Я призывал на помощь птиц, порхавших в темноте вокруг меня, и каких-то невидимых зверьков, копошившихся в сухих листьях у подножия дерева. Исполняя приказание отца, я обращался за помощью ко всем живым существам, населяющим землю, воздух и воду. Потом попытался я заснуть, но не мог сомкнуть глаз.
Олени или лоси проходили под ветвями моего дерева. Изредка они останавливались и щипали молодые побеги. Немного спустя какое-то другое животное приблизилось почти неслышной поступью к дереву. Прислушавшись к сопению и чавканью, я догадался, что это медведь — быть может, «настоящий» медведь-гризли9. Но я не испугался. Гризли был мне не страшен. Только черные медведи умеют взбираться на деревья, но черные медведи — трусы и бегут от человека.
Потеряв надежду заснуть, я снова стал призывать на помощь все существа. Вдруг я вздрогнул и стал прислушиваться: приближались какие-то ночные хищники. Их было много. Я уловил шарканье ног в мокасинах. Люди! Они остановились как раз под ветвями моего дерева и стали разговаривать на незнакомом мне наречии. Это были не пикуни, не большебрюхие и не вороны. «Должно быть, ассинибуаны», — подумал я.
Справа и слева от меня тянулись длинные шесты, положенные на суки по обеим сторонам помоста для того, чтобы я не скатился во сне на землю. Я перегнулся через шест и стал всматриваться в темноту.
ГЛАВА ЧЕТВЕРТАЯ
Ночь была такая темная, что я мог разглядеть только смутные очертания людей. Было их много — человек сорок-пятьдесят. Мне понравилось наречие, на котором они говорили, — оно резко отличалось от грубого языка большебрюхих и других племен, живших по ту сторону Спинного Хребта Мира. Голоса людей звучали мягко и дружелюбно, но я понимал, что не мирные намерения привели их сюда. Отряд этот задумал совершить набег, их разведчики наткнулись на форт белых людей, а также видели наш вигвам и табун. Я знал, что должен опередить ассинибуанов, пробраться в лагерь и поднять тревогу.

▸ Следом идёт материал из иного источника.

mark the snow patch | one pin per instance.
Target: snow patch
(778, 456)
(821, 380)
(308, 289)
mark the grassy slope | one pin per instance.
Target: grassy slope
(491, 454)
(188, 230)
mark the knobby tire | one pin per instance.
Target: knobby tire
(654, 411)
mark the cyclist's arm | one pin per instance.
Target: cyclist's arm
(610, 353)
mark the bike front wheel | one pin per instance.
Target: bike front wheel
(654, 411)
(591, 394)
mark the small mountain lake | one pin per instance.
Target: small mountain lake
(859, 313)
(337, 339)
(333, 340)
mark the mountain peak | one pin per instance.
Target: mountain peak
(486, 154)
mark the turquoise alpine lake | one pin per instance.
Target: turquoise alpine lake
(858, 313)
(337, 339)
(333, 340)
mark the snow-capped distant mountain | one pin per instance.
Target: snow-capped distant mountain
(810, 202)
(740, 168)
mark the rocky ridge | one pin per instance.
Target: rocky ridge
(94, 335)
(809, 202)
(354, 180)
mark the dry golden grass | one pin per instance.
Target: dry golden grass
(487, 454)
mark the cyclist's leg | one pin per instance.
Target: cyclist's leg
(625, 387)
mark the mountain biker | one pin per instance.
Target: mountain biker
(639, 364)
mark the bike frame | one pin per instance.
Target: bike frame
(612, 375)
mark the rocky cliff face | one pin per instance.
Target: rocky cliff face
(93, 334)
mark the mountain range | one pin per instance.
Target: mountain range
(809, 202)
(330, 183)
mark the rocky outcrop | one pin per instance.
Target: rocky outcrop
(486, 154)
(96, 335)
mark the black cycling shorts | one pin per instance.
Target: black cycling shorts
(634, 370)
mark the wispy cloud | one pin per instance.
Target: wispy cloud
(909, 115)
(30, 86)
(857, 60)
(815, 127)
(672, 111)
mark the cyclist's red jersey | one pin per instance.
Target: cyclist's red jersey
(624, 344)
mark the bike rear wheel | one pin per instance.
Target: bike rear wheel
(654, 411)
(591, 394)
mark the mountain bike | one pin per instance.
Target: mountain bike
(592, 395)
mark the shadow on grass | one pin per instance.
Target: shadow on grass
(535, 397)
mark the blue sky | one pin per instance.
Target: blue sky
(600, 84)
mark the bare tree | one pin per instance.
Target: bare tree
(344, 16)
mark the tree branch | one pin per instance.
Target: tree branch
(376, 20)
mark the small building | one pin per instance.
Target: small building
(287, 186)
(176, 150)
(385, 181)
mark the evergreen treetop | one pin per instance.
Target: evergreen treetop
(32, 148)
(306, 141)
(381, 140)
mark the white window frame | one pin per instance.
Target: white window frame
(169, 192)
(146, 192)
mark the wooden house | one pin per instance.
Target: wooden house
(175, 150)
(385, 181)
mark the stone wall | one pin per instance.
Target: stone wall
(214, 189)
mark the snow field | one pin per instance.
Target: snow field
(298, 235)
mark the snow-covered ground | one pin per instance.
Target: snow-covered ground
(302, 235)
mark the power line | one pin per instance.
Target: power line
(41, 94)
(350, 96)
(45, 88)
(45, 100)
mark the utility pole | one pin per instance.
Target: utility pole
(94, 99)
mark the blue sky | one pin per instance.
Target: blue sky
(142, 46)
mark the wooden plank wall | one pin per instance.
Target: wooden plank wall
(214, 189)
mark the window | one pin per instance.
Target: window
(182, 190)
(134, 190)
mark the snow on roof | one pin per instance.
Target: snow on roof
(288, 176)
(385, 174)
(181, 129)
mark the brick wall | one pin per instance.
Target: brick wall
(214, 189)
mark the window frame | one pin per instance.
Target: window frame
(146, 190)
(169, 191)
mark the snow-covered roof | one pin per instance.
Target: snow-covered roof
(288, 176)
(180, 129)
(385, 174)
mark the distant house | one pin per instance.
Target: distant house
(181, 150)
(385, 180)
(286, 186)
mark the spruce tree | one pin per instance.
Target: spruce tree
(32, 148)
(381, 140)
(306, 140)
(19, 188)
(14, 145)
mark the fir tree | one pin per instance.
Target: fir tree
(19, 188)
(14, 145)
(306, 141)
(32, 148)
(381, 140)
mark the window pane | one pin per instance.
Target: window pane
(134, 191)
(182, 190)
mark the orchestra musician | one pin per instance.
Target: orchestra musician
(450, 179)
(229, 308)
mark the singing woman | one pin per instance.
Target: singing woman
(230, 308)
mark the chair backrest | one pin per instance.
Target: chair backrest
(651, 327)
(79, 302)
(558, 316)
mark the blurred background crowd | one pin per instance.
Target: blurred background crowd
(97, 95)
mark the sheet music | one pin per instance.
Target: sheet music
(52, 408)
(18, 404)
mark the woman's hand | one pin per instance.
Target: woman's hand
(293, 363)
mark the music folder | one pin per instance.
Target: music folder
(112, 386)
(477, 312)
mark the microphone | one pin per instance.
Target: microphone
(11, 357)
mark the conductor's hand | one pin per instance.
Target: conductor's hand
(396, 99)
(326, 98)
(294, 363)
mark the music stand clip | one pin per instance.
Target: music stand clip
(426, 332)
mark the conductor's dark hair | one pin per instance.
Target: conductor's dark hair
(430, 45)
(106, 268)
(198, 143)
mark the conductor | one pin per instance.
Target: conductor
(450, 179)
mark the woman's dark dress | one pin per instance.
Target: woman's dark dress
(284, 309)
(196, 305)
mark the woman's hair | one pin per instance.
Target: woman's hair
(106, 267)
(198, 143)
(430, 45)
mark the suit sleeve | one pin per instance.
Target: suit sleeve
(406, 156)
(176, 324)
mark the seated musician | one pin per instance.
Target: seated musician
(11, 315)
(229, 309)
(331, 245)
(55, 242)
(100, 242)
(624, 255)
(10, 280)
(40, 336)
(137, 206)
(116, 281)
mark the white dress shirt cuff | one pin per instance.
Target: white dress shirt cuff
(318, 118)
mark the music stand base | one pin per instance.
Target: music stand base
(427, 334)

Казалось мне, беседа их тянулась очень долго. Наконец они тронулись в путь, а когда их шаги замерли вдали, я, захватив ружье, спрыгнул с помоста и побежал домой, но не по тропе, а сквозь заросли, так как боялся встречи с неприятельским отрядом. Быть может, враги слышали шорох в кустах и треск ломающихся веток, но меня это не смущало. «Они подумают, что лось или олень бежит от людей», — решил я.
Два раза я спотыкался и падал, раньше чем выбрался на просеку. Быстро миновал я форт и корраль — загон, куда помещали на ночь наших лошадей и лошадей Ки-па. У белых было двадцать лошадей, которых они привели из форта, находившегося при устье Иеллоустона.
Белые спали в достроенной комнате торговой станции. Я не стал их будить, зная, что они все равно меня не поймут. Побежал я прямо к нашему вигваму и разбудил спящих.